I tried the cervello fritto, aka fried brains, at Trattoria Da Luigi, located at Via del Corso 117 in Rome. The beauty of Roman cuisine, which includes highly prized cuts of meat, such as saltimbocca, alongside fifth-quarter offerings, is that it honors the whole animal. Having grown up vegetarian, this philosophy secured my respect more quickly than the appreciation of my taste buds. When the calf brains arrived, I was surprised to see that they looked like any other fried food; in fact, I could hardly tell the pieces of brain from the fried zucchini that rounded out the plate.
But I could tell the difference as soon as I took my first bite of brains. Simply put, brains taste like brains, mushy and bland. A friend said that they reminded him of barely cooked egg whites. The first bite was enough, and the second bite was more than enough. I would not be turning zombie any time soon. We asked the waiter if eating brains made you smarter, and he responded, “Certo”—of course.

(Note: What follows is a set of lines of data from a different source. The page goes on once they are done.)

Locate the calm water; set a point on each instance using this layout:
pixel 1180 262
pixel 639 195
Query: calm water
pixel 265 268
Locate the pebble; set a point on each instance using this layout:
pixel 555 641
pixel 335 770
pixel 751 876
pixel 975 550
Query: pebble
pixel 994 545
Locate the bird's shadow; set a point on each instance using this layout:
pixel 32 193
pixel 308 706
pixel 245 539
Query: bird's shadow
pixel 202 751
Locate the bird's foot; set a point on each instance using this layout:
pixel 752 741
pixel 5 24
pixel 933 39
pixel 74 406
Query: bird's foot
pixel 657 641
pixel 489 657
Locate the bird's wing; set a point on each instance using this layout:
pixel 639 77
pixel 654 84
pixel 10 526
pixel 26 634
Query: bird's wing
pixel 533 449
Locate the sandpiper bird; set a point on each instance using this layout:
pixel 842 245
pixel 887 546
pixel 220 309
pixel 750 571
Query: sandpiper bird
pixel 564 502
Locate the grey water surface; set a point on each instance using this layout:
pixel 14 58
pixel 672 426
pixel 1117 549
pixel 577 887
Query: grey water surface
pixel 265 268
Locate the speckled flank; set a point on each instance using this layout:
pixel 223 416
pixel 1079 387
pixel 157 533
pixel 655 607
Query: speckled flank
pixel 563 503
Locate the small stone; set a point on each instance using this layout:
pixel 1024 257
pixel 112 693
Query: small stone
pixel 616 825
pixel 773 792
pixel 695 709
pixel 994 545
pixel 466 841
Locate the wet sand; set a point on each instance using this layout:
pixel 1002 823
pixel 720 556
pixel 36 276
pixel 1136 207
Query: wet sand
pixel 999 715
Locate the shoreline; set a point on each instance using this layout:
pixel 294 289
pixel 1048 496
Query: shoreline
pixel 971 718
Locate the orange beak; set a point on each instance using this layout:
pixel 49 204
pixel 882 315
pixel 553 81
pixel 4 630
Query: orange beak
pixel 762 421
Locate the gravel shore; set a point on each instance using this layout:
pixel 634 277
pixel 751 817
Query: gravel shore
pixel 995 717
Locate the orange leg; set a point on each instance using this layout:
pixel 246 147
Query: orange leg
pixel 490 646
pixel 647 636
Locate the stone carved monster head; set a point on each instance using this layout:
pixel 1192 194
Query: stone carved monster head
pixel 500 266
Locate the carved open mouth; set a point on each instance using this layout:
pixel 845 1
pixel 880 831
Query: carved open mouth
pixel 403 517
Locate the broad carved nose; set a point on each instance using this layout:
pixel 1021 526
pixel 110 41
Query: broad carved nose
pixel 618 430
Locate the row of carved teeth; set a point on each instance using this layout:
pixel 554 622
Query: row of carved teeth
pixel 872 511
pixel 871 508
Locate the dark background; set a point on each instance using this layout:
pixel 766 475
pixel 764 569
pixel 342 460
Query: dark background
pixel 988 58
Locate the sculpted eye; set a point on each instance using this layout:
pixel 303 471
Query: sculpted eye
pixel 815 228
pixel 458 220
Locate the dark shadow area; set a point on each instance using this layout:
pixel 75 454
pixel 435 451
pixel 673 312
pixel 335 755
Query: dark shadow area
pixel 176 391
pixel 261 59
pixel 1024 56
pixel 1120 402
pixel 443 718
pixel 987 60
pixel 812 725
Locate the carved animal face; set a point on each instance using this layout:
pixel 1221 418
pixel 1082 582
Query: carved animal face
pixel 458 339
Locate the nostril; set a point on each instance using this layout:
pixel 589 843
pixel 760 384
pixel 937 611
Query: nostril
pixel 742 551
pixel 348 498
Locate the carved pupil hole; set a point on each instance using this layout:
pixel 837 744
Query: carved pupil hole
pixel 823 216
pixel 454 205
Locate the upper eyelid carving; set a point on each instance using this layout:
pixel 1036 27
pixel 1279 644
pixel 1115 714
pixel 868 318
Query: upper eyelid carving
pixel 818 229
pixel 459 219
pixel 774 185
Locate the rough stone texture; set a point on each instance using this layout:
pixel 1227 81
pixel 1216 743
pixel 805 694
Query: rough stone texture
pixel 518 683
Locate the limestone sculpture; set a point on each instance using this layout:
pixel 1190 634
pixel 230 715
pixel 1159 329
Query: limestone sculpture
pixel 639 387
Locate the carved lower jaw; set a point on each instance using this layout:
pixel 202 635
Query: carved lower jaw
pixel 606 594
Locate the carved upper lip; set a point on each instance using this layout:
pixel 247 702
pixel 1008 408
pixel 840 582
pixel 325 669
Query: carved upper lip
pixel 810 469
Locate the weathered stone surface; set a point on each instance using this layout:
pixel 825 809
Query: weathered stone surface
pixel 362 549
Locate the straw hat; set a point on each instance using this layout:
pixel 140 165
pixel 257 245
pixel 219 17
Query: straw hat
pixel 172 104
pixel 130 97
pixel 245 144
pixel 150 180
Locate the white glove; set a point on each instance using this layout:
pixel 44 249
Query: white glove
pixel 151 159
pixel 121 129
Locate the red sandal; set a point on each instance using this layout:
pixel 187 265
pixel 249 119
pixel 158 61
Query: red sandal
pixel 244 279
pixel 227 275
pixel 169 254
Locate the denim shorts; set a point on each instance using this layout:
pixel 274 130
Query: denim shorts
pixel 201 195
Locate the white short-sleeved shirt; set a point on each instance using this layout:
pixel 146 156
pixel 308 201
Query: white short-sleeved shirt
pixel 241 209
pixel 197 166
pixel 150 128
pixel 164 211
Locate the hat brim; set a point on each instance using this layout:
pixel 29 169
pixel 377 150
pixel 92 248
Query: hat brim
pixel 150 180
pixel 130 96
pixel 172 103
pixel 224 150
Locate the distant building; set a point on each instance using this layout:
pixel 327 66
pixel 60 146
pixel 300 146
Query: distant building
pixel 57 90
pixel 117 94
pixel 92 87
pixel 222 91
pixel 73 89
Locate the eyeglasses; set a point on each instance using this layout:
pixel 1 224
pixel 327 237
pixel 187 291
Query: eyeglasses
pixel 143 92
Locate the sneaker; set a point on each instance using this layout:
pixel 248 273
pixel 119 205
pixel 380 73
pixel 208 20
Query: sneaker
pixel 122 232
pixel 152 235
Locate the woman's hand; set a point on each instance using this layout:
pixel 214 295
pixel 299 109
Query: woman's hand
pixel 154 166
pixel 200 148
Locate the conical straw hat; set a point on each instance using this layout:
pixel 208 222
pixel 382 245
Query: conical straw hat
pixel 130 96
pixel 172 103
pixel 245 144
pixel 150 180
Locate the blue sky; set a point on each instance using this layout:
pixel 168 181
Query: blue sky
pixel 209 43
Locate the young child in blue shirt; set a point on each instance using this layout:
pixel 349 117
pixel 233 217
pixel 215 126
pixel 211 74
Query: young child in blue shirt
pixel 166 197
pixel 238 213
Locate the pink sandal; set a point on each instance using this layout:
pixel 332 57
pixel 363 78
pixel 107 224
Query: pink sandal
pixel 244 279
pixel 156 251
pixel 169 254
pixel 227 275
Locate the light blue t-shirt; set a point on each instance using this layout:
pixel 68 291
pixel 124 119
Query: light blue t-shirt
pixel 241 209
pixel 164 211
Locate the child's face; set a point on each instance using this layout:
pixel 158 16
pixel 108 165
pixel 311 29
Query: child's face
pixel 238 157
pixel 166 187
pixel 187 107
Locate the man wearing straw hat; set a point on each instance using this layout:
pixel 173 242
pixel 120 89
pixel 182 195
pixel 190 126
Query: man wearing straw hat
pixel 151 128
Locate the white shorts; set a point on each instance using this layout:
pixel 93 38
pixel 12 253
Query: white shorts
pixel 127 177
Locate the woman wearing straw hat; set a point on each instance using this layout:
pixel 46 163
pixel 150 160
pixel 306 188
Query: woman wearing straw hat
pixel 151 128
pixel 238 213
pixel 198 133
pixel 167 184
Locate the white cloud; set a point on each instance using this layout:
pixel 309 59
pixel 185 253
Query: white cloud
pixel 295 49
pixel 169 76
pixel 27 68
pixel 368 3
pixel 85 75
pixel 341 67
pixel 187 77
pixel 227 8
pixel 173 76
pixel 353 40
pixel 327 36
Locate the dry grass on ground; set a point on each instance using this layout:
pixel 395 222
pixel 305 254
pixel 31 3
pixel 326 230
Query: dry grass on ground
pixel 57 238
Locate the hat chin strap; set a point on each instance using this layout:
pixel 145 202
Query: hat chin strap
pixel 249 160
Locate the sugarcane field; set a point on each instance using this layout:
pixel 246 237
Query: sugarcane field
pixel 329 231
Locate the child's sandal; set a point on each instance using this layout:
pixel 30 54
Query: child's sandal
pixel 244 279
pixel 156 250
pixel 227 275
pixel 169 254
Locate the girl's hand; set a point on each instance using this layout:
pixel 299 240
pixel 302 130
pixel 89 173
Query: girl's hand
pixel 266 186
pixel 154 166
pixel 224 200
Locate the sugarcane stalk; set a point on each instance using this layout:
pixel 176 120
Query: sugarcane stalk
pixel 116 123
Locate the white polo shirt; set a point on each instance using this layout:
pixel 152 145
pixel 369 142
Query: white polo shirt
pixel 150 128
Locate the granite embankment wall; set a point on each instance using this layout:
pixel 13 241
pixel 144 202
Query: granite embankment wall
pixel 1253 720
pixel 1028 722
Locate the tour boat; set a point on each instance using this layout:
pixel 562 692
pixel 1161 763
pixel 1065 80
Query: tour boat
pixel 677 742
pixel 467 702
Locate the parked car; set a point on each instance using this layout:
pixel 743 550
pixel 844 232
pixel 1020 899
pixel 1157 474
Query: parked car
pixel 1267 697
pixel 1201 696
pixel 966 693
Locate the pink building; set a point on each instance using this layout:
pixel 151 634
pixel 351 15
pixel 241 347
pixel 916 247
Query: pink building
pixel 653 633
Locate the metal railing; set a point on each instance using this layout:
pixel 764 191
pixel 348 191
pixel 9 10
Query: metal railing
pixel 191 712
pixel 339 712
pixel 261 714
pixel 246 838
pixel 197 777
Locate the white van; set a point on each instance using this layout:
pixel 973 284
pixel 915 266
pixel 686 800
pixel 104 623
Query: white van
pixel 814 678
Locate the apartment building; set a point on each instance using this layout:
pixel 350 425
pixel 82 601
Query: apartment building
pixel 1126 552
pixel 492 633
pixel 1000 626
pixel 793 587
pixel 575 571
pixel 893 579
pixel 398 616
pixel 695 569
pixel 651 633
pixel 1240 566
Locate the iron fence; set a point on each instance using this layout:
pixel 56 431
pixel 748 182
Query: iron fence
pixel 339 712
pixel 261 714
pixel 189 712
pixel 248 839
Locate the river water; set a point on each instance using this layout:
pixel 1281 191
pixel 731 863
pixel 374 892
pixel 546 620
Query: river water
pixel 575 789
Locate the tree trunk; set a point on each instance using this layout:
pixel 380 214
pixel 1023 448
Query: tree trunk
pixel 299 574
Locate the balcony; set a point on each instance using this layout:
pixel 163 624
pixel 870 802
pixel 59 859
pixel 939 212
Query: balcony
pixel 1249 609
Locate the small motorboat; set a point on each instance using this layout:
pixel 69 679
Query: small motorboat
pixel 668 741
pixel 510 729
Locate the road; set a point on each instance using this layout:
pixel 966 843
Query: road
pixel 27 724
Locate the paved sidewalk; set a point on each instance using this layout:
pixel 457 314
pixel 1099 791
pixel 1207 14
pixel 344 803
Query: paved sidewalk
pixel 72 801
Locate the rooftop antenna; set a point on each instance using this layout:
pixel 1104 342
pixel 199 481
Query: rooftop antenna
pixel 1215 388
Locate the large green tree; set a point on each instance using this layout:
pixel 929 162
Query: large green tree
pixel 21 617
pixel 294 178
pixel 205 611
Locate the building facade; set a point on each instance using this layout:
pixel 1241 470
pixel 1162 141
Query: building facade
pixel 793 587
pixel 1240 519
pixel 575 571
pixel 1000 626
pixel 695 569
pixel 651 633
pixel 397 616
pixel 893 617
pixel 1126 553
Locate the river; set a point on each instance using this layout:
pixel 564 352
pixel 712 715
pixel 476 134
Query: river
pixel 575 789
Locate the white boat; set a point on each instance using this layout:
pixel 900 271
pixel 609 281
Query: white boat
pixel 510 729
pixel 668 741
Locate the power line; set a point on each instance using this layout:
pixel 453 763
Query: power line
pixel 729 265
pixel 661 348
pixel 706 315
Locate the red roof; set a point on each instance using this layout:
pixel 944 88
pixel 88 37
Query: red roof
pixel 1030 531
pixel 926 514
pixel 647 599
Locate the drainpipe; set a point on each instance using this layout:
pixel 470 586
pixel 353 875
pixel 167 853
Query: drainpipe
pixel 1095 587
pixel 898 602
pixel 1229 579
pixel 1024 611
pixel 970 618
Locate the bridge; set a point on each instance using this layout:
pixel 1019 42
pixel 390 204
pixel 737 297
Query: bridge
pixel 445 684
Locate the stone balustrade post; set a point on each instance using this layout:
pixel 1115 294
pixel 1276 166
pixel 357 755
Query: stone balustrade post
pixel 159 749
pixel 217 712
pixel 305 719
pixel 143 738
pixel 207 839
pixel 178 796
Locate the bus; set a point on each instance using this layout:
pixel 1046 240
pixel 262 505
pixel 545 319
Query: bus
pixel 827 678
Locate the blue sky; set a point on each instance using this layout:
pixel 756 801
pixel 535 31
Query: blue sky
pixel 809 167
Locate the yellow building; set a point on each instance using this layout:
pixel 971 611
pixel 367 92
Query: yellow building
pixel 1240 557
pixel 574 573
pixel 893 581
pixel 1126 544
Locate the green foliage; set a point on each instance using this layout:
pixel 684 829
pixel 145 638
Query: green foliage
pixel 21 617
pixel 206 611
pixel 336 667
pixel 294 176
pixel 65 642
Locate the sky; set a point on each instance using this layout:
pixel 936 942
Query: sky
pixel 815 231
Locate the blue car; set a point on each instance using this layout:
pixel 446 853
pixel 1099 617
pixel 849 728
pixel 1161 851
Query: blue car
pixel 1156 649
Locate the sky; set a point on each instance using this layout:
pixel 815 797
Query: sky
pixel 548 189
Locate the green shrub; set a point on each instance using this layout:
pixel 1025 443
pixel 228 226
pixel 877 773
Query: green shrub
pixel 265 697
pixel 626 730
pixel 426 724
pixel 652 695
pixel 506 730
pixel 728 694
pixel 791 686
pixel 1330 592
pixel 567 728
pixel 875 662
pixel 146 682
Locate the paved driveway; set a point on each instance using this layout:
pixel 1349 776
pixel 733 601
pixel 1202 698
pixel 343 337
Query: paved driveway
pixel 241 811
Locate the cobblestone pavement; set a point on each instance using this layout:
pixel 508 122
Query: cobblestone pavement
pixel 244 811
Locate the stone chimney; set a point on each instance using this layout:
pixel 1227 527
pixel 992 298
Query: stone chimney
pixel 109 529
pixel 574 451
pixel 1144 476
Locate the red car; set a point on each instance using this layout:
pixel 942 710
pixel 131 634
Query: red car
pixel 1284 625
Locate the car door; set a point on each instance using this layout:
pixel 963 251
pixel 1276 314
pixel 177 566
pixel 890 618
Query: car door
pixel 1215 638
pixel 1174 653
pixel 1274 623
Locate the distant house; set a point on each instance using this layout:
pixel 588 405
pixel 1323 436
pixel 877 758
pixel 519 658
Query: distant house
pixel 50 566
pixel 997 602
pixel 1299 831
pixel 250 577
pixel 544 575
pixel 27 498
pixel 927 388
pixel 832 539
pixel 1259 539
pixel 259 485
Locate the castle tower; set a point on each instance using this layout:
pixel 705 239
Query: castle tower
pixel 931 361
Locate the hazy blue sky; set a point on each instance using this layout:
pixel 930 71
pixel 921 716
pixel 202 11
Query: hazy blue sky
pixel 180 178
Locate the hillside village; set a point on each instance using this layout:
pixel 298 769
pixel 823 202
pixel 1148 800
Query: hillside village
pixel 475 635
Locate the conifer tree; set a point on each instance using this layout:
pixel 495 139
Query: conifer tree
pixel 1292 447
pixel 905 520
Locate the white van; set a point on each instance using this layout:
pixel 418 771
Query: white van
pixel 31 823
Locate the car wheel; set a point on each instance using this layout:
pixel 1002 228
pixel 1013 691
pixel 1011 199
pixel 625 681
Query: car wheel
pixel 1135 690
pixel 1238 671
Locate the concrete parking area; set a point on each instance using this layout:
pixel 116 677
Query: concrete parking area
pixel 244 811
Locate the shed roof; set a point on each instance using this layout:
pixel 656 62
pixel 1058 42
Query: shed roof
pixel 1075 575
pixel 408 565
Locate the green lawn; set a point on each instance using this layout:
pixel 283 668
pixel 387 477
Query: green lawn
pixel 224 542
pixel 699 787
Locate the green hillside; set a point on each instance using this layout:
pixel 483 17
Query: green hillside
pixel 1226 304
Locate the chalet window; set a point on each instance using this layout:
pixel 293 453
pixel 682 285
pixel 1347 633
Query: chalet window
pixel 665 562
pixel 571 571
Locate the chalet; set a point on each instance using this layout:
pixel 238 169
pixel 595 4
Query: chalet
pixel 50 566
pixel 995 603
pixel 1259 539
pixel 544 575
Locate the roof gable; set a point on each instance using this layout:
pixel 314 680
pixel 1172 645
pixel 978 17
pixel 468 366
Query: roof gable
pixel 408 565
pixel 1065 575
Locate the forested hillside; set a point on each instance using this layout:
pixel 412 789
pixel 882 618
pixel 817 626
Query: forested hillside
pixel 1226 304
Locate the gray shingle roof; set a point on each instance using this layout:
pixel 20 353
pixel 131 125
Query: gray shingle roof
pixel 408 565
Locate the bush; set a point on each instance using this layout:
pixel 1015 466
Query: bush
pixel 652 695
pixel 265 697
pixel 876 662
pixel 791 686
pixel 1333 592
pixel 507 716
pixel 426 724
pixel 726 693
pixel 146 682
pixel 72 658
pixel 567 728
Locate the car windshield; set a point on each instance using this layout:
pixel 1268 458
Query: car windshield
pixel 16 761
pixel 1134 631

Perhaps the most famous Roman dish made with fifth-quarter meats is trippa all romana, which is served with tomato sauce. Tripe is the first or second stomach of a cow. It is a staple in many Italian homes. I ate it at one of my favorite restaurants in Rome, Alle Fratte di Trastevere , located at Via delle Fratte di Trastevere 49/50; I knew they would do it right, and I couldn’t pass up the opportunity. When the steaming bowl arrived, it was visually unappetizing. Served in a soup of half-disintegrated tomato, the tripe was sliced into white strips and otherwise featureless. One bite, again, was more than enough. It tasted slightly of seafood. When the waiter asked if everything was all right, I said yes, but that trippa is not for me. He responded, “Non é per mi anche”—It’s not for me either.
These two experiences have in no way turned me off to eating Rome’s fifth-quarter meats. These examples are the extreme of fifth-quarter cooking, and many dishes offer more subtle, highly seasoned versions; for example, coratella: lung, heart, and esophagus of lamb or kid, sautéed with artichokes.